La circolazione degli atti pubblici in Europa e i confini del diritto internazionale privato dell’Unione
È stata presentata il 24 aprile 2013 la proposta di un regolamento volto a promuovere la libera circolazione di cittadini e imprese semplificando l’accettazione di alcuni atti pubblici nell’Unione europea e a modificare il regolamento (UE) n. 1024/2012 (COM/2013/228 definitivo), istitutivo di un sistema di informazione del mercato interno (“IMI”). La proposta legislativa, in linea con il Programma di Stoccolma del 2009 (Un’Europa aperta e sicura al servizio e a tutela dei cittadini) e con la relazione della Commissione del 2010 sulla cittadinanza dell’Unione (Eliminare gli ostacoli all’esercizio dei diritti dei cittadini dell’Unione), punta a sopprimere le formalità suscettibili di ostacolare la circolazione di individui e imprese nello spazio di libertà, sicurezza e giustizia, riducendo i costi associati ai fenomeni di mobilità (come i costi di traduzione dei documenti) e contenendo i tempi per l’espletamento delle procedure amministrative (anagrafiche e di altra natura) legate alla circolazione. La nuova disciplina si propone inoltre di ricomporre, semplificandolo, il frammentario quadro giuridico in tema di legalizzazione e apostille, assicurando al contempo un’efficace prevenzione della frode e della falsificazione degli atti pubblici. La base giuridica del futuro regolamento è stata individuata dalla Commissione nell’art. 21, par. 2, del TFUE, che sancisce il diritto dei cittadini dell’Unione di circolare e soggiornare liberamente nel territorio degli Stati membri, fatte salve le limitazioni e le condizioni previste dai trattati e dalle disposizioni adottate in applicazione degli stessi. La base ora indicata è integrata dall’art. 114, par. 1, del TFUE, concernente le misure relative al ravvicinamento delle disposizioni legislative, regolamentari ed amministrative degli Stati membri che hanno per oggetto l’instaurazione ed il funzionamento del mercato interno. Secondo la Commissione, gli ostacoli amministrativi all’uso ed all’accettazione transfrontalieri dei documenti pubblici hanno un’incidenza diretta sulla libera circolazione dei cittadini, nonché sul pieno esercizio delle libertà del mercato interno dalle imprese dell’Unione europea.

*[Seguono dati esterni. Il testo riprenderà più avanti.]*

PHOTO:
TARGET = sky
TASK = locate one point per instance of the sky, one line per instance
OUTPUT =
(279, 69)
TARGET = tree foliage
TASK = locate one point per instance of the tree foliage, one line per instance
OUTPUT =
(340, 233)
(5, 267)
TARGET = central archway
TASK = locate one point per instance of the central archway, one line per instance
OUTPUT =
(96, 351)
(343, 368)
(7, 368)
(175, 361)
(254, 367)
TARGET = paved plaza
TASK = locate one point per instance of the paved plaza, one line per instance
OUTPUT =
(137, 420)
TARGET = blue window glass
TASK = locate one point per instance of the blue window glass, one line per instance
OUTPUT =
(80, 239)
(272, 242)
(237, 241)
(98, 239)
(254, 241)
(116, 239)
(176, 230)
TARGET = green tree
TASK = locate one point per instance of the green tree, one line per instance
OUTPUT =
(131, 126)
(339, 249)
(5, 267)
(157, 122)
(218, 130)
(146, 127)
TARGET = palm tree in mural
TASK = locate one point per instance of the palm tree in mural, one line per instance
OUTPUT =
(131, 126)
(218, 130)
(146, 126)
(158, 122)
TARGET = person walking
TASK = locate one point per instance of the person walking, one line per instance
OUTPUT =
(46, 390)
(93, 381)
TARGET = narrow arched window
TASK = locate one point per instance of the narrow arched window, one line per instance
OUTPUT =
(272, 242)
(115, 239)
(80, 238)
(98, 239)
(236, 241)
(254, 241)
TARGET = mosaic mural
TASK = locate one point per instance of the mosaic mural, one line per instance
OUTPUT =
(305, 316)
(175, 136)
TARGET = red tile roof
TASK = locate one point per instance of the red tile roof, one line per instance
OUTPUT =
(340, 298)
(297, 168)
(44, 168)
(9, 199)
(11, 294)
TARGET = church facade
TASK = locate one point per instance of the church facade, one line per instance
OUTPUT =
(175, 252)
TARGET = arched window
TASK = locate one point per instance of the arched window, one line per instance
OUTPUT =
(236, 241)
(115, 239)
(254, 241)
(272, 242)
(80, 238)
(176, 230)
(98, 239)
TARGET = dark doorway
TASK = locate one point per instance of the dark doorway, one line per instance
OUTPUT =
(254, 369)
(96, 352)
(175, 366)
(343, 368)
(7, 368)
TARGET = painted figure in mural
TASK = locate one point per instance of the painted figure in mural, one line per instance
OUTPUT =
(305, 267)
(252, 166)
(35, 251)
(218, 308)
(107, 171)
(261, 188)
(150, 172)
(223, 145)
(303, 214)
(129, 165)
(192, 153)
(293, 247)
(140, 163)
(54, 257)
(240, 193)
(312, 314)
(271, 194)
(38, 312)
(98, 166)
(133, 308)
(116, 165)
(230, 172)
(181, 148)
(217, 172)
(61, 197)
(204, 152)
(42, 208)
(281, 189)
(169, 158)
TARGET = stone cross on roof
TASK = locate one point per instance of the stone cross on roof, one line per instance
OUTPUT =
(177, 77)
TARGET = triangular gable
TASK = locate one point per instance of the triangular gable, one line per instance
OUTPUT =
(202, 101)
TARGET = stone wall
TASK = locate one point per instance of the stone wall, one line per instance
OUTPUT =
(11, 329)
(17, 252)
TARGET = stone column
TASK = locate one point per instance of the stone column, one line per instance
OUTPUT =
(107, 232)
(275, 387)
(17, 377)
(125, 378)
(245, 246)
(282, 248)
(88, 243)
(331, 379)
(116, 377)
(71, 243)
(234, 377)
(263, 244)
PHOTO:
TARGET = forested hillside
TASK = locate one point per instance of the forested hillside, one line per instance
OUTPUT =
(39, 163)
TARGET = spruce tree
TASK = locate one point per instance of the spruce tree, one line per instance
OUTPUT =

Il futuro regolamento si colloca, in ragione di questa scelta, in un’area formalmente estranea al perimetro della cooperazione giudiziaria in materia civile contemplata dall’art 81 del TFUE. Vari elementi, peraltro, segnalano la stretta correlazione che lega la proposta in discorso al diritto internazionale privato dell’Unione europea.
Tale correlazione si lascia apprezzare sotto il profilo delle tecniche di cui la proposta prefigura l’impiego (A) e degli obiettivi da essa perseguiti (B).

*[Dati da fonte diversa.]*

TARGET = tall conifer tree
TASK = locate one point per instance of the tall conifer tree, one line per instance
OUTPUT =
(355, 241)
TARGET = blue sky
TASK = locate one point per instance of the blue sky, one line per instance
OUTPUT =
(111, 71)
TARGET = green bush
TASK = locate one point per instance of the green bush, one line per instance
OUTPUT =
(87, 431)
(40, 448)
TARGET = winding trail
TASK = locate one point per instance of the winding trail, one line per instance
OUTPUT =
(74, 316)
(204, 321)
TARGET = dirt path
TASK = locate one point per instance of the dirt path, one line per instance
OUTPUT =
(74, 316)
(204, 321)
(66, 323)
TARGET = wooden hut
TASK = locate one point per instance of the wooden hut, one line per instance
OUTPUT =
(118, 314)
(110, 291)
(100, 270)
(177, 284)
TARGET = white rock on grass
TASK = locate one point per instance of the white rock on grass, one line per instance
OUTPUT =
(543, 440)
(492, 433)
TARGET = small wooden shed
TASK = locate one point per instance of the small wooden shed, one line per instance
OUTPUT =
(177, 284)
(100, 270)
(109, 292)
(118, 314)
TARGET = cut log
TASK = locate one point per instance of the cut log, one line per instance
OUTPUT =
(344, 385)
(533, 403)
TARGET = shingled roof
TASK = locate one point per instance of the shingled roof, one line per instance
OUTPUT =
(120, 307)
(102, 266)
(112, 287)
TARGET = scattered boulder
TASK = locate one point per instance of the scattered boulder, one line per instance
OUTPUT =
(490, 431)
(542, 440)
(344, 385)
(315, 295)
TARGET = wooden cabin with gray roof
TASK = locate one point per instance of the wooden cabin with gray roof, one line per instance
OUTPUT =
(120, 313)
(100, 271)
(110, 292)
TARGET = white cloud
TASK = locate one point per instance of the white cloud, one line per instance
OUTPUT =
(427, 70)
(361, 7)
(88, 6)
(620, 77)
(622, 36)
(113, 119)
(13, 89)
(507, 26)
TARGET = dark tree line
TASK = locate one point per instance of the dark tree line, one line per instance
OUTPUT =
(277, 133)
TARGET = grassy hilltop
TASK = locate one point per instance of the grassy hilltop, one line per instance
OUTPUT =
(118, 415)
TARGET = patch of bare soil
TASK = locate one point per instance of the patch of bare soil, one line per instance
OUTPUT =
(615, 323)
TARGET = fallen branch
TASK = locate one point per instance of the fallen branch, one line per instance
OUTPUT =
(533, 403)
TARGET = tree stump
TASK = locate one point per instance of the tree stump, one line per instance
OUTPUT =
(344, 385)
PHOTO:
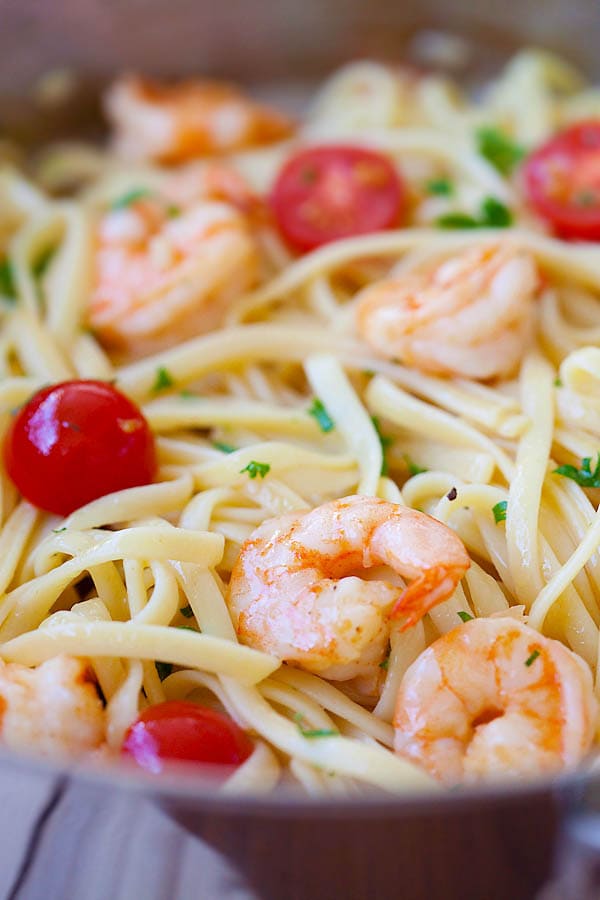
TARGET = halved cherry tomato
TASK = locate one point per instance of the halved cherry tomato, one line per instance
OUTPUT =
(177, 730)
(562, 180)
(326, 193)
(76, 441)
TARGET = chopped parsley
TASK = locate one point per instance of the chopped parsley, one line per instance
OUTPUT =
(441, 187)
(492, 214)
(499, 510)
(164, 380)
(224, 448)
(413, 467)
(313, 732)
(318, 412)
(130, 197)
(7, 281)
(456, 220)
(495, 214)
(255, 468)
(385, 442)
(164, 670)
(500, 150)
(583, 476)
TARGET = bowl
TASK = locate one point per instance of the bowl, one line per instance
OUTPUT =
(494, 842)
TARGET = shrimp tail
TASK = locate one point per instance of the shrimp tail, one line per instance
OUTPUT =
(434, 586)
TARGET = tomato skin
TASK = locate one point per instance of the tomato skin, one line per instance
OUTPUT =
(76, 441)
(335, 191)
(177, 730)
(562, 181)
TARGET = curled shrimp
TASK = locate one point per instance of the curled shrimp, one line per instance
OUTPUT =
(296, 590)
(491, 698)
(161, 278)
(471, 316)
(172, 123)
(53, 709)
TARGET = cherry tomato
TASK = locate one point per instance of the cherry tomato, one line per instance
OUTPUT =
(185, 731)
(76, 441)
(325, 193)
(562, 180)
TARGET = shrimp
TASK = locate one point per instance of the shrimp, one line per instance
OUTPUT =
(162, 278)
(53, 709)
(296, 591)
(172, 123)
(472, 316)
(491, 698)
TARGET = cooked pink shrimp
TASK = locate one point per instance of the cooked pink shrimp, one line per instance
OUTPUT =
(53, 710)
(172, 123)
(493, 698)
(161, 278)
(471, 316)
(296, 590)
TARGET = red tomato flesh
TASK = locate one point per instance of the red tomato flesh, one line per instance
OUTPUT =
(177, 730)
(326, 193)
(77, 441)
(562, 181)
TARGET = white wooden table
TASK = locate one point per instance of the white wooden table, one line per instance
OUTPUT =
(61, 840)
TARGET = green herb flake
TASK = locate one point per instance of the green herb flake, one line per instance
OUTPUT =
(499, 510)
(224, 448)
(457, 220)
(131, 197)
(164, 380)
(413, 467)
(164, 670)
(441, 187)
(586, 198)
(492, 214)
(318, 412)
(503, 153)
(385, 442)
(495, 214)
(583, 476)
(7, 281)
(313, 732)
(255, 468)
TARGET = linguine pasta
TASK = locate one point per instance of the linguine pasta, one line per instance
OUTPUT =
(238, 417)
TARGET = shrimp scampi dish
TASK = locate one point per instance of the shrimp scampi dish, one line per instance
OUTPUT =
(300, 422)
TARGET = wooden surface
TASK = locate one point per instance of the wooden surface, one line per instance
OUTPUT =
(61, 839)
(66, 841)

A) Pur non qualificandosi come una misura integrante il diritto internazionale privato dell’Unione, la proposta impiega in larga parte dei metodi sperimentati in questa disciplina. Il futuro regolamento, a differenza del libro verde che ha preceduto l’iniziativa della Commissione (Meno adempimenti amministrativi per i cittadini. Promuovere la libera circolazione dei documenti pubblici e il riconoscimento degli effetti degli atti di stato civile), dove veniva affrontata anche la questione del riconoscimento del contenuto degli atti pubblici negli Stati membri, riguarda solo “l’accettazione di documenti pubblici che devono essere presentati alle autorità di un altro Stato membro” (art. 2). I moduli standard multilingue che il regolamento si propone di istituire con riferimento a nascita, decesso, matrimonio, unione registrata e status giuridico e rappresentanza di una società o altra impresa, non producono di per sé stessi alcun effetto giuridico: tali moduli, in definitiva, si limitano a conferire al documento lo stesso valore probatorio ufficiale che esplica nello Stato di emissione (art. 15).

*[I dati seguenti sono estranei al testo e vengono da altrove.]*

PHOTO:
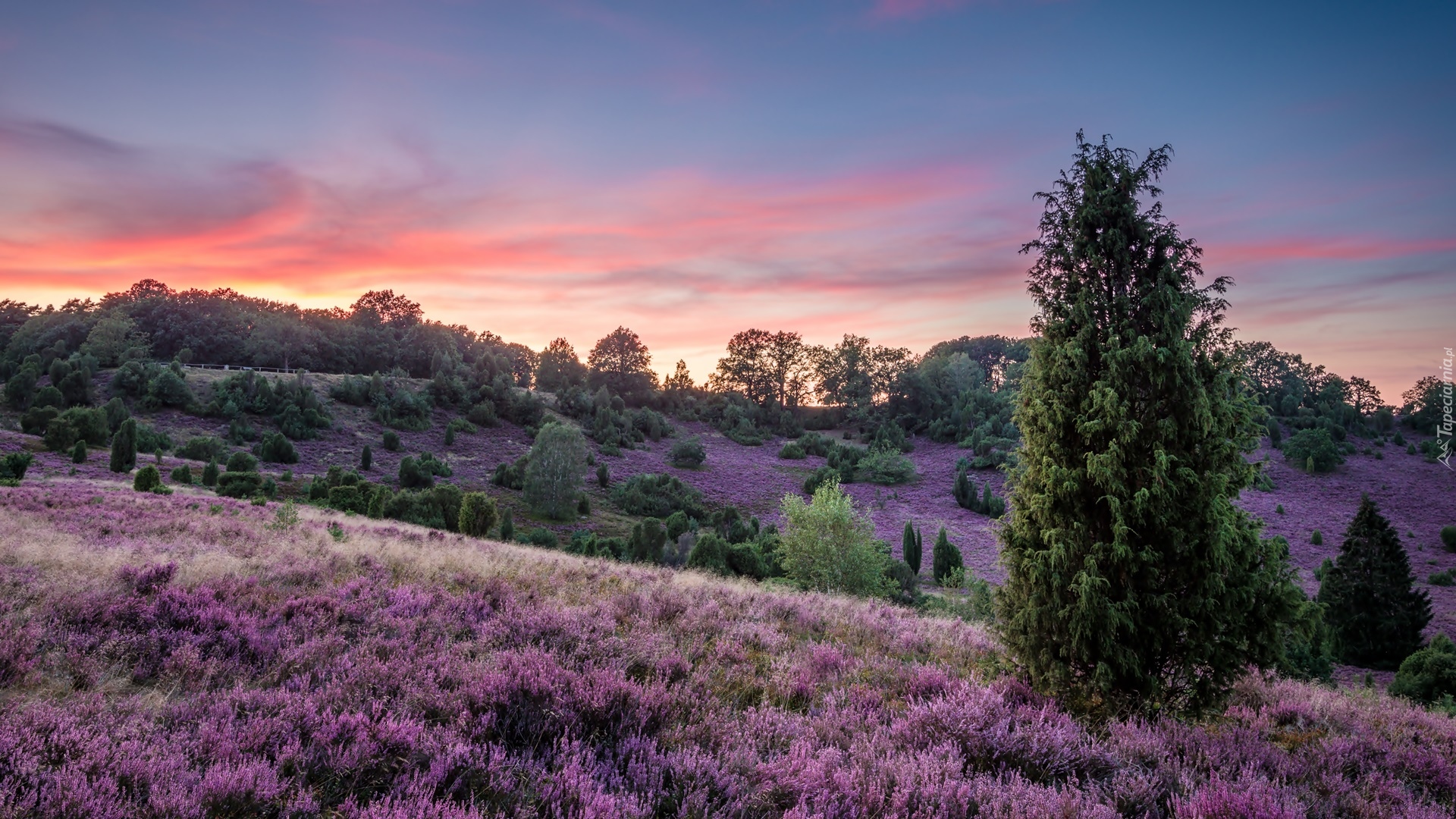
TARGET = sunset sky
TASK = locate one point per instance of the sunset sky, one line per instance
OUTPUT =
(696, 168)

La proposta si discosta, in tal modo, dal modello seguito tra gli altri dal regolamento (CE) n. 44/2001 concernente la competenza giurisdizionale, il riconoscimento e l’esecuzione delle decisioni in materia civile e commerciale, e dal regolamento (CE) n. 2201/2003 relativo alla competenza, al riconoscimento e all’esecuzione delle decisioni in materia matrimoniale e in materia di responsabilità genitoriale, rifacendosi, piuttosto, allo schema incentrato (non già sul riconoscimento, quanto) sull’accettazione dei provvedimenti stranieri, accolto dal regolamento (UE) n. 650/2012 sulle successioni, che istituisce anche un certificato successorio europeo. Ai sensi dell’art. 59 del regolamento n. 650/2012, infatti, “[u]n atto pubblico redatto in uno Stato membro ha in un altro Stato membro la stessa efficacia probatoria che ha nello Stato membro d’origine o produce gli effetti più comparabili, a condizione che ciò non sia manifestamente contrario all’ordine pubblico dello Stato membro interessato” (il corsivo è aggiunto). L’articolo deve essere letto insieme al 61° considerando del regolamento stesso, per cui “l’efficacia probatoria di un atto pubblico in un altro Stato membro sarà…determinata dalla legge dello Stato membro d’origine”.
Il legislatore europeo ha deciso di impiegare un lessico specifico con l’obiettivo di allontanare il rischio di equivoci legati all’impiego della nozione di “riconoscimento”. Quest’ultimo concetto, invero, generalmente adoperato nell’ambito della circolazione delle decisioni giudiziarie, implica l’apertura dell’ordinamento dello Stato richiesto verso valori stranieri, permettendo che ivi producano effetti – siano riconosciute, appunto – decisioni giudiziarie (ma anche norme generali ed astratte) espressione della sovranità altrui (dello Stato d’origine). Si è del resto sentita la necessità, oltre all’utilizzo del termine “accettazione”, di escludere espressamente ogni riferimento alla possibilità che tali atti pubblici potessero produrre effetti giuridici in ogni Stato membro diverso da quello di origine.
La proposta muove dall’idea che esista una norma di conflitto uniforme per cui un documento pubblico è considerato tale ai sensi dell’ordinamento dello Stato d’origine (in altri termini, l’esistenza pressoché universale della regola locus regit actum). A questa stessa idea si era d’altronde espressamente richiamato anche il Permanent Bureau della Conferenza dell’Aja nel maggio 2011, in risposta alla consultazione pubblica lanciata con il libro verde dalla Commissione europea (par. 13 – Resurgence of conflict of law issues).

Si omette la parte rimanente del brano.